As any reader will recognize the world is in dangerous economic waters. Ever since the start of the Covid-19 pandemic both governments and central banks have responded with unprecedented monetary easing. In other words, we are seeing debt at historically high levels for governments, businesses as well as households. The effects have recently become very clear. Housing costs have gone through the roof for some time now and more recently the cost of gasoline, natural gas and energy in general has reached new dizzying heights. The only solution seems to be a reversal to the normal situation: a decrease in quantitative easing and an increase in interest rates. However, any moves in this direction will upset global markets. The last thing the world needs is another shock. Sadly this shock has materialized in September in the Chinese housing market. The fact that this has not yet had a serious impact on global markets can only be attributed to a coordinated spin war to downplay the problem.
So first things first, what is going on? Recent decades saw a tremendous growth of the Chinese economy: an enormous success from a financial and human development point of view. However, the growth has led to imbalances in the Chinese economy. Expecting that the double digit growth figures would continue indefinitely many Chinese chose to invest their savings in real estate. The growth of the real estate sector was so unreasonable that it grew up to 30% of Chinese GDP. The Chinese government recognized the danger and decided to crack down on irresponsible borrowing. Sadly the government has been too late as it became clear in September that Evergrande, China’s second largest property developer, was teetering on the brink of bankruptcy. Its debt load is 300 billion USD. To put that into perspective: similar to the GDP of Finland. In September I already mentioned the problem in a podcast.
In a follow-up in late October I stated that the problem was far wider than Evergrande alone. Multiple Evergrande suppliers have folded and its competitors are also in trouble. This is not a risk of default of one company, it is a risk of default of the entire Chinese real estate market. Markets were calmed however as Evergrande did manage to avoid default by paying interest on its loans multiple times during October. Although these payments managed to prevent a market rout, it turns out there is no proof that these payments have been made.
Last week AsiaMarkets reported on an interview in German carried out with analyst Marco Metzler. Mr. Metzler stated that there has been zero proof of any bond payments being made by Evergrande. In fact, the whole story rests on one anonymous source of the New York Times.
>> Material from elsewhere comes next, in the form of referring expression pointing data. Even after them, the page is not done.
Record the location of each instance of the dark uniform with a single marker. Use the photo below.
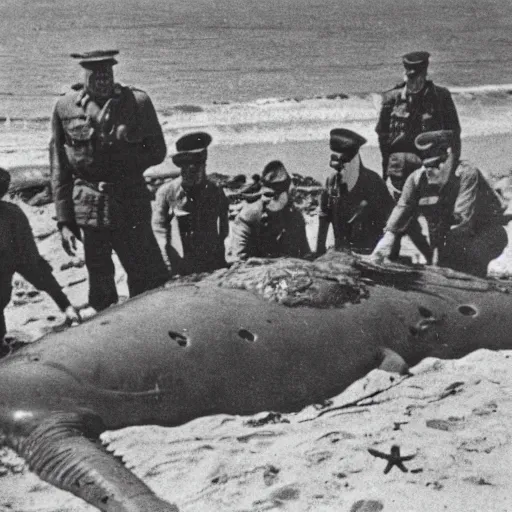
(19, 253)
(403, 116)
(203, 225)
(98, 160)
(262, 231)
(359, 215)
(464, 216)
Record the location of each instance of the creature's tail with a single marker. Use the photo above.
(65, 450)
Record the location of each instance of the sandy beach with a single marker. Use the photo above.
(454, 416)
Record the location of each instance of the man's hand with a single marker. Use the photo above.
(383, 249)
(72, 316)
(68, 240)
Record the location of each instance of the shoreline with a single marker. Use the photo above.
(492, 154)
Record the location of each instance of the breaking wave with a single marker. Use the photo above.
(483, 110)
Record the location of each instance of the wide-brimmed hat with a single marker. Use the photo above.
(433, 146)
(345, 143)
(94, 58)
(191, 149)
(414, 62)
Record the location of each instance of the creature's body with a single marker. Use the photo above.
(275, 336)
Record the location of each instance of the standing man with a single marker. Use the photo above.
(270, 226)
(463, 213)
(355, 199)
(104, 136)
(19, 254)
(200, 208)
(413, 107)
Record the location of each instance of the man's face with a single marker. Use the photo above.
(437, 173)
(99, 80)
(193, 174)
(274, 200)
(338, 161)
(415, 80)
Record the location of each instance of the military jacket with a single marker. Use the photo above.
(258, 233)
(355, 226)
(403, 117)
(466, 201)
(203, 225)
(98, 158)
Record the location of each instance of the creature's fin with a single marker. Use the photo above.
(393, 362)
(65, 450)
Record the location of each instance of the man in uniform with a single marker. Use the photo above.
(104, 136)
(270, 226)
(413, 107)
(19, 254)
(200, 208)
(400, 167)
(463, 213)
(355, 199)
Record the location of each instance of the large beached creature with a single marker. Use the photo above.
(263, 335)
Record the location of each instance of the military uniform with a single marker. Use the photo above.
(403, 116)
(355, 200)
(202, 219)
(264, 234)
(463, 216)
(401, 166)
(357, 216)
(98, 157)
(18, 253)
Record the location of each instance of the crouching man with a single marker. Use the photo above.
(463, 213)
(271, 226)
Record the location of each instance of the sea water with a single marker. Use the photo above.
(253, 71)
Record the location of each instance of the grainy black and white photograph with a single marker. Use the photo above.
(255, 255)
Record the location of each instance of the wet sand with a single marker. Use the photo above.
(318, 459)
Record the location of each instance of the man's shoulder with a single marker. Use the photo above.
(68, 98)
(169, 188)
(466, 169)
(441, 91)
(12, 210)
(371, 176)
(392, 95)
(212, 186)
(140, 95)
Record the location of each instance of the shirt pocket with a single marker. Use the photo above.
(79, 145)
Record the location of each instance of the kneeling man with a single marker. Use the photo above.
(463, 213)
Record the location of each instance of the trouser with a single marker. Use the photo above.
(473, 253)
(138, 252)
(417, 237)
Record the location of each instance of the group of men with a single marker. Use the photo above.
(105, 135)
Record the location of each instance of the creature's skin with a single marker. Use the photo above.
(197, 349)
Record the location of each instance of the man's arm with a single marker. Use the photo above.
(152, 149)
(223, 216)
(405, 209)
(161, 223)
(382, 129)
(242, 239)
(61, 175)
(451, 120)
(324, 220)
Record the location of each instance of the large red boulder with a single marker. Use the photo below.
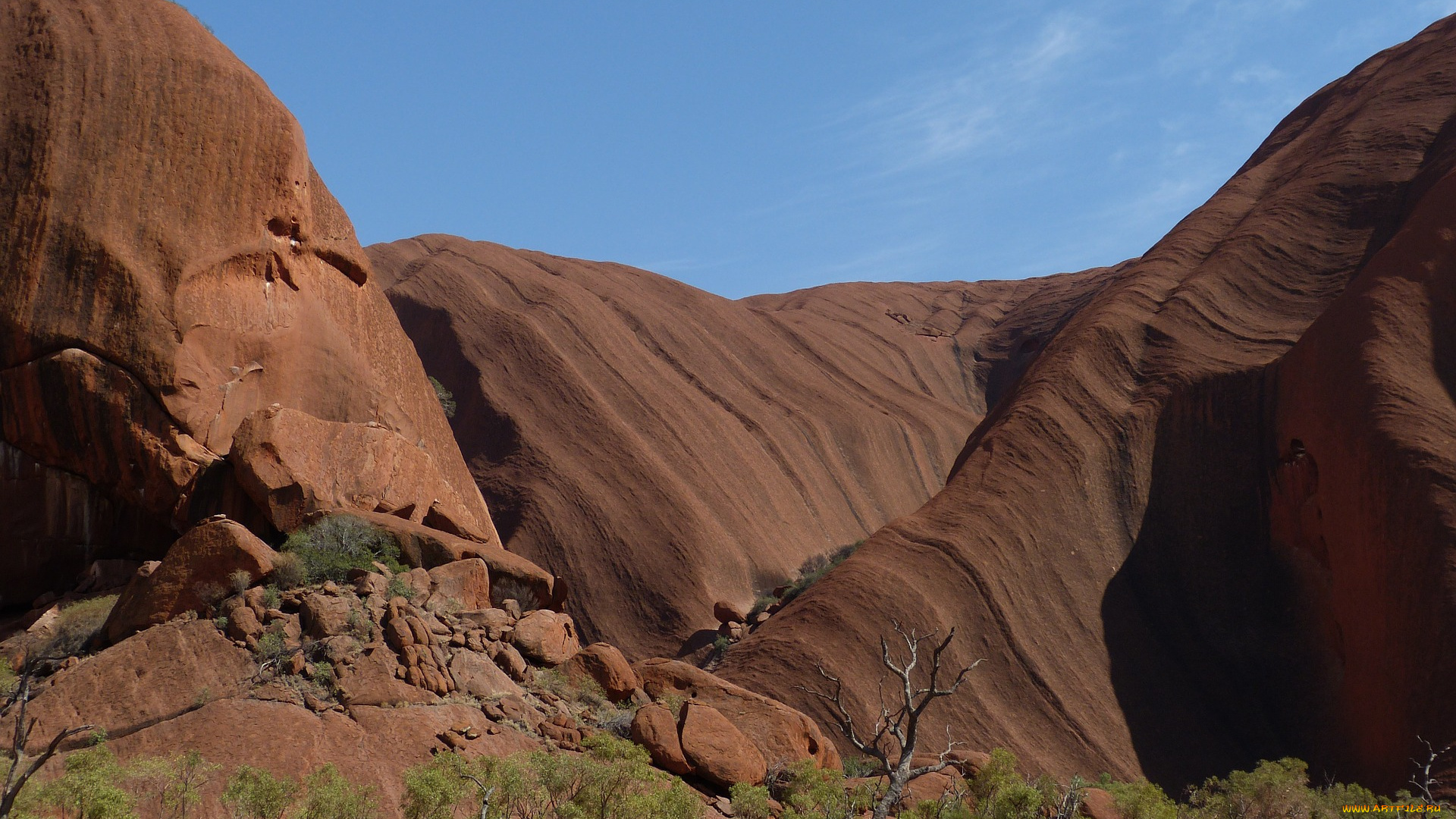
(731, 441)
(1238, 455)
(606, 665)
(654, 727)
(145, 314)
(196, 573)
(717, 751)
(781, 733)
(463, 585)
(546, 637)
(152, 676)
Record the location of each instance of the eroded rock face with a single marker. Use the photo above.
(730, 441)
(156, 675)
(606, 665)
(196, 573)
(155, 293)
(546, 637)
(781, 733)
(718, 751)
(1213, 521)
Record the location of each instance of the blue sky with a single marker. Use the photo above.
(764, 146)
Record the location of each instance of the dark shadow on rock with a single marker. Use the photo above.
(1213, 654)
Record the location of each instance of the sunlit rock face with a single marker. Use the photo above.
(171, 264)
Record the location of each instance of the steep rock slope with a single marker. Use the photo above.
(663, 447)
(1213, 521)
(171, 268)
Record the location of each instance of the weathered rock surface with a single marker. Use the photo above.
(718, 751)
(546, 637)
(462, 585)
(145, 316)
(370, 745)
(194, 575)
(781, 733)
(1213, 521)
(425, 547)
(296, 465)
(606, 665)
(479, 676)
(654, 727)
(156, 675)
(730, 441)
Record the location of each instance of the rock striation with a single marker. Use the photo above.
(664, 449)
(1213, 519)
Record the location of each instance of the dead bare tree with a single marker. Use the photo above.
(1423, 780)
(896, 735)
(20, 767)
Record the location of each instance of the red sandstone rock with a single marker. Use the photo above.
(293, 465)
(290, 741)
(654, 727)
(781, 733)
(1097, 803)
(546, 637)
(145, 315)
(463, 585)
(606, 665)
(479, 676)
(1234, 458)
(726, 613)
(156, 675)
(718, 751)
(197, 572)
(837, 410)
(427, 548)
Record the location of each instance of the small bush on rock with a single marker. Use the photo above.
(79, 624)
(289, 572)
(89, 787)
(507, 588)
(331, 547)
(254, 793)
(331, 796)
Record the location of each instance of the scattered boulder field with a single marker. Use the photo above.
(1193, 510)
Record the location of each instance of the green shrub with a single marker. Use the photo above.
(435, 789)
(1141, 800)
(169, 786)
(329, 796)
(808, 790)
(254, 793)
(810, 572)
(289, 572)
(79, 626)
(89, 787)
(612, 780)
(332, 545)
(750, 802)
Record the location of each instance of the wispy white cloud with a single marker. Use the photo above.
(946, 114)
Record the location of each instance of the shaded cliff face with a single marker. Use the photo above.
(1213, 521)
(169, 265)
(663, 447)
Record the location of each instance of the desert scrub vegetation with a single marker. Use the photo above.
(331, 547)
(612, 780)
(810, 572)
(585, 698)
(77, 627)
(1272, 790)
I have reached out to the New York Times to ask them to either confirm or deny this claim, but as of yet there has been no response.
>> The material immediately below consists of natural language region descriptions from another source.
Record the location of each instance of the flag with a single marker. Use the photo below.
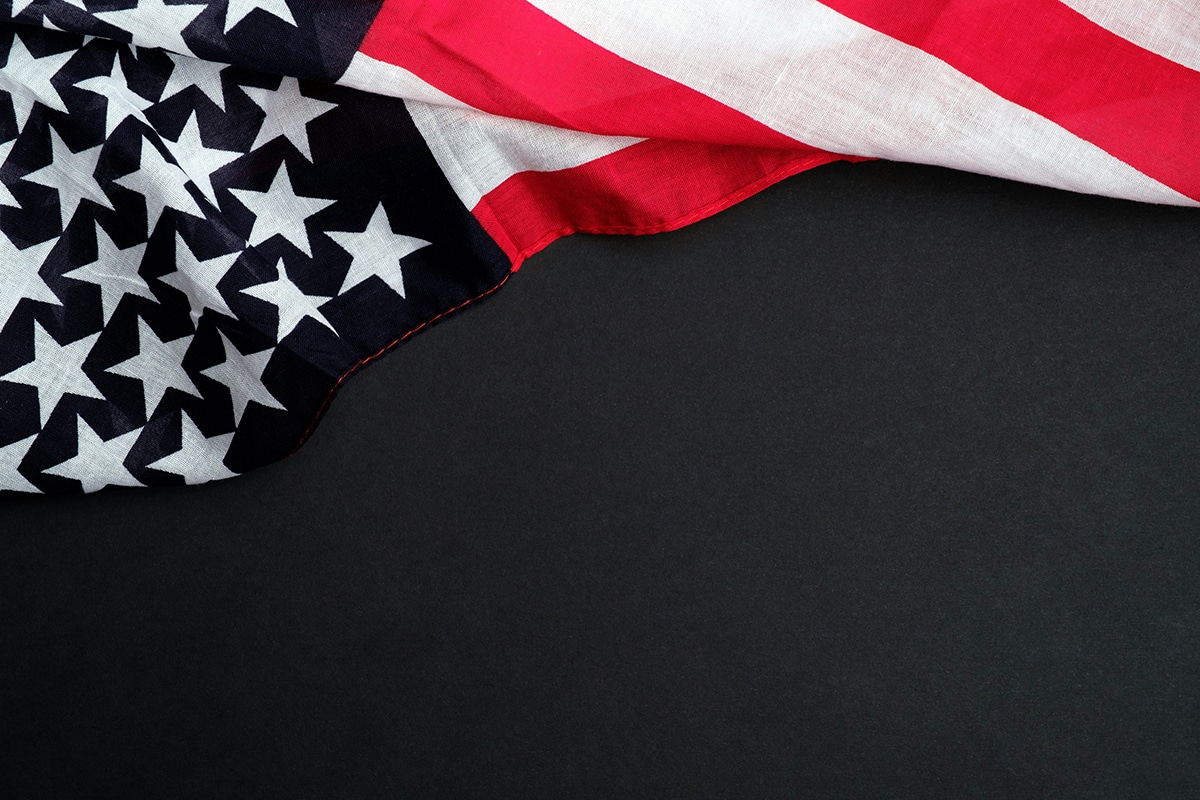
(213, 212)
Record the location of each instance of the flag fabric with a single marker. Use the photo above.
(214, 211)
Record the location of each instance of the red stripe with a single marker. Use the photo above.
(510, 59)
(643, 188)
(1135, 104)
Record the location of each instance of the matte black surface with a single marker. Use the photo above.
(882, 483)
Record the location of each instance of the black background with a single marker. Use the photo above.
(881, 483)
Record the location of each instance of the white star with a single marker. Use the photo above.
(203, 74)
(10, 459)
(73, 175)
(162, 184)
(197, 161)
(199, 458)
(123, 101)
(281, 211)
(244, 377)
(159, 365)
(153, 23)
(115, 271)
(28, 79)
(198, 280)
(376, 251)
(99, 463)
(292, 304)
(19, 276)
(6, 197)
(288, 114)
(239, 8)
(57, 370)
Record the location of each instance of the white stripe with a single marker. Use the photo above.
(1169, 28)
(816, 76)
(479, 151)
(383, 78)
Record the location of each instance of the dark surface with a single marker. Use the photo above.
(882, 483)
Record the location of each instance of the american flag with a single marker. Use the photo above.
(213, 212)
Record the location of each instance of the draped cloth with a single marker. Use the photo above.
(214, 212)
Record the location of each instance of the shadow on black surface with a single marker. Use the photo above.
(882, 483)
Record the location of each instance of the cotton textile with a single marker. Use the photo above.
(211, 214)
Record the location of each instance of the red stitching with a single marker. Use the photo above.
(383, 350)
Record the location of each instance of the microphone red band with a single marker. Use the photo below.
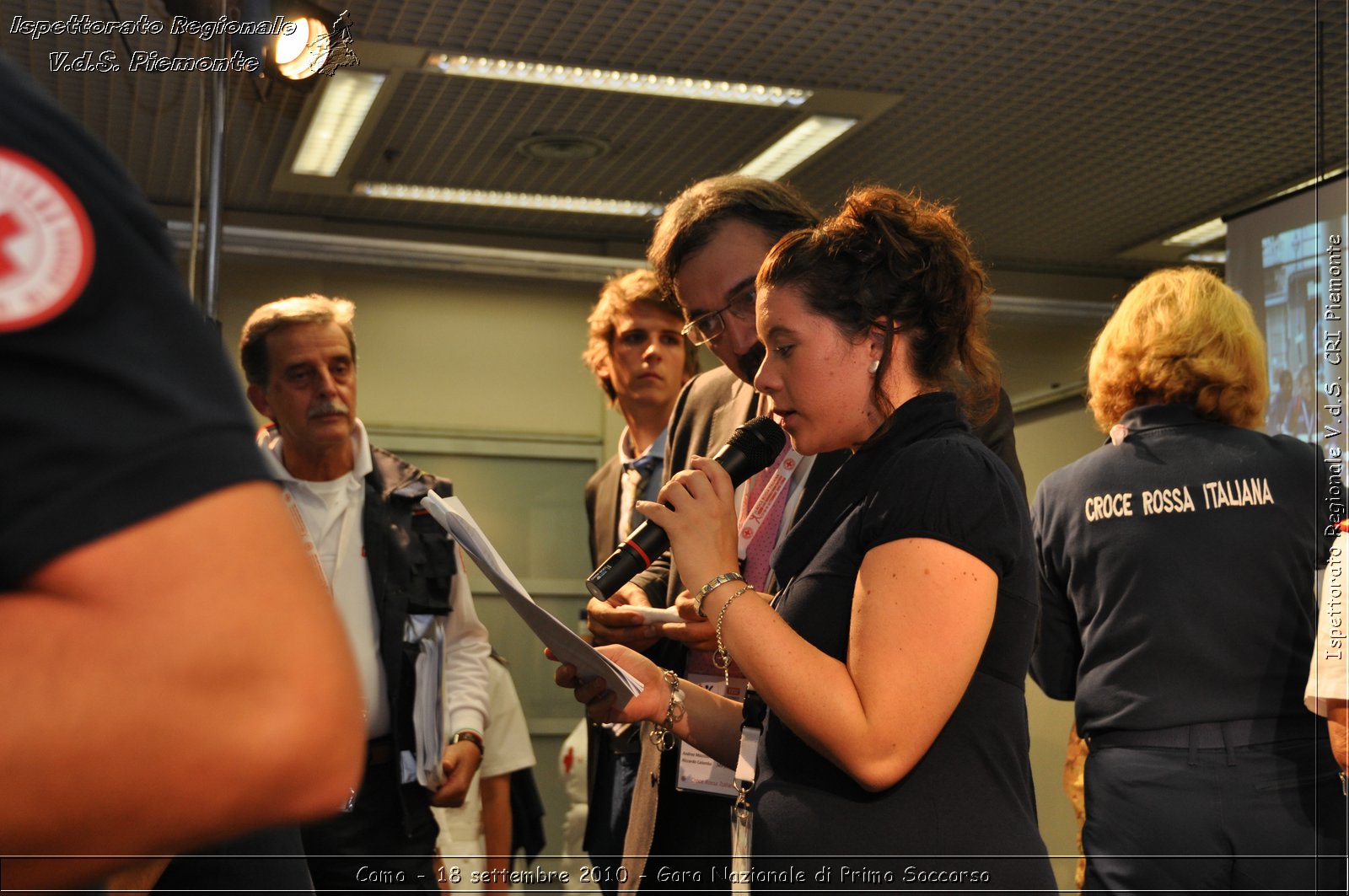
(638, 550)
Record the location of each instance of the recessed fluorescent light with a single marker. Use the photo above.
(503, 199)
(1200, 233)
(568, 76)
(800, 143)
(1212, 256)
(341, 111)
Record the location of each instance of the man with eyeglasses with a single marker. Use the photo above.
(706, 251)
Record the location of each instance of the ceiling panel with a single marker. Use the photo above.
(1066, 132)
It is unclear who is leading the downplaying of the Evergrande conundrum, it is clear however that a structured collapse of the company is in the interest of anyone invested in the status quo. Favorable news coverage has proven to be a crucial tool in keeping markets afloat. The Chinese government is fully aware of the need to influence public opinion through the established media. It should come as no surprise that the Chinese government pays Western media millions in exchange for stories friendly to the Chinese Communist Party. What could surprise you is that these payments also flow to some of the most trusted news sources, including the Washington Post and The Wall Street Journal.